The Rust script director, who first called emergency services after cameraman Halina Hutchins was fatally injured on set, sued actor Alec Baldwin and the film’s producers for assault, claiming that they deliberately ignored safety protocols. which could have prevented the tragedy. …
Mamie Mitchell, who was standing next to Hutchins when she was hit by a Baldwin pistol, is the latest member of the Rust crew to sue Rust Movie Productions LLC over the October 21 tragedy in New Mexico. …
Charges in the lawsuit filed in the Los Angeles Supreme Court on Wednesday include assault, willful causing emotional distress and willful harm.
“All safety protocols developed to ensure the safe use of firearms were ignored and the actions taken were contrary to all industry regulations,” Mitchell’s lawyers argued in the complaint. The lawsuit said that Baldwin “deliberately, for no reason or justification, cocked and fired a loaded gun, even though the upcoming scene to be filmed did not require cocking and firing a firearm.”
Mitchell is represented by attorney Gloria Allred.
The new lawsuit comes after Serge Svetnoy, chief lighting specialist at Rust, filed a lawsuit in Los Angeles earlier this month alleging that the film’s producers, including Baldwin, had inadvertently influenced Hutchins’ death. Light, who was the chief electrician or headman, held Hutchins in his arms as she died on set.
Matthew Hutchins, husband of the late Rust cameraman, contacted Panish Shea Boyle Rawipudi’s law firm.
Santa Fe County Sheriff’s detectives are still investigating key details of the shooting, including how live ammunition entered the set – a serious breach of filmmaking safety protocols – and how at least one lead bullet hit the revolver Baldwin was using. No criminal case has been opened.
MPs have seized more than 500 pieces of ammunition from the low-budget film Rust, which is set in Kansas in the 1880s. Sheriff Adan Mendoza said last month that additional rounds were found inside the revolver Baldwin fired from.

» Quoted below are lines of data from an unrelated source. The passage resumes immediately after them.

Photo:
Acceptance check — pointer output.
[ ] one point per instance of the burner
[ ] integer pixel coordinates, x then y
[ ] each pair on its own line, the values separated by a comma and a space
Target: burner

Mitchell’s suit said that Baldwin should have checked the weapon given to him to make sure it was safe to use, even after assistant director Dave Halls allegedly handed him the weapon and declared it “cold steel,” meaning it was safe.
“Baldwin should have assumed that the gun in question was loaded unless or until he showed him or verified that it was not loaded,” the complaint says. “Mr. Baldwin can’t hide behind an assistant director trying to justify the fact that he didn’t check the gun himself.”
The lawsuit named Rust Movie Productions LLC as defendants, as well as several individual film producers and other production companies, including Thomasville Pictures and 3rd Shift Media. Hannah Gutierrez Reed, Rust’s gunsmith who was in charge of armaments, and Halls were also named as defendants.
“[Baldwin’s] the behavior and conduct of the producers on Rust were deliberate acts and / or omissions, without any valid reason or excuse and with complete disregard for the consequences of said actions and / or omissions, ”the lawsuit says.
Representatives from production companies and Baldwin did not immediately respond to requests for comment.
Gutierrez Reed’s lawyers have speculated about foul play and sabotage of the set.
“We are convinced it was sabotage and Hannah was fabricated,” Gutierrez Reed’s lawyer Jason Bowles said in a statement last week, reiterating a previous statement. “We believe that the scene was also changed before the arrival of the police.”
Gutierrez Reed’s lawyers previously issued a statement saying safety was their client’s number one priority on set and that she had no idea where the live ammunition came from.
“Hannah was hired for two positions in this film, which made her job as a gunsmith extremely difficult,” they added. “She fought for training, days to maintain weapons, and the time it took to get ready to fire, but she was ultimately abandoned by production and her department.”
Hutchins was killed and director Joel Sousa was injured while Baldwin rehearsed the upcoming scene – a shootout in a dilapidated stave church on the outskirts of the old western town – on the Bonanza Creek Ranch set, 13 miles south of Santa Fe. Filming took place 12 days later on a 21-day production schedule.
According to an audio recording of an emergency call received by The Times, Mitchell expressed disappointment that an assistant director, allegedly Dave Halls, yelled at her over lunch and asked about amendments. Mitchell told the 911 operator that she couldn’t tell if the weapon was loaded with a real bullet.
“He needs to check the weapon,” Mitchell said by calling the emergency number. “He is responsible for what happens on set.”
Mitchell, according to her lawsuit, was standing less than four feet from Hutchins at the time the cameraman was shot.
The Times previously reported that there were two accidental gun shots on October 16 – just days before the fatal shooting.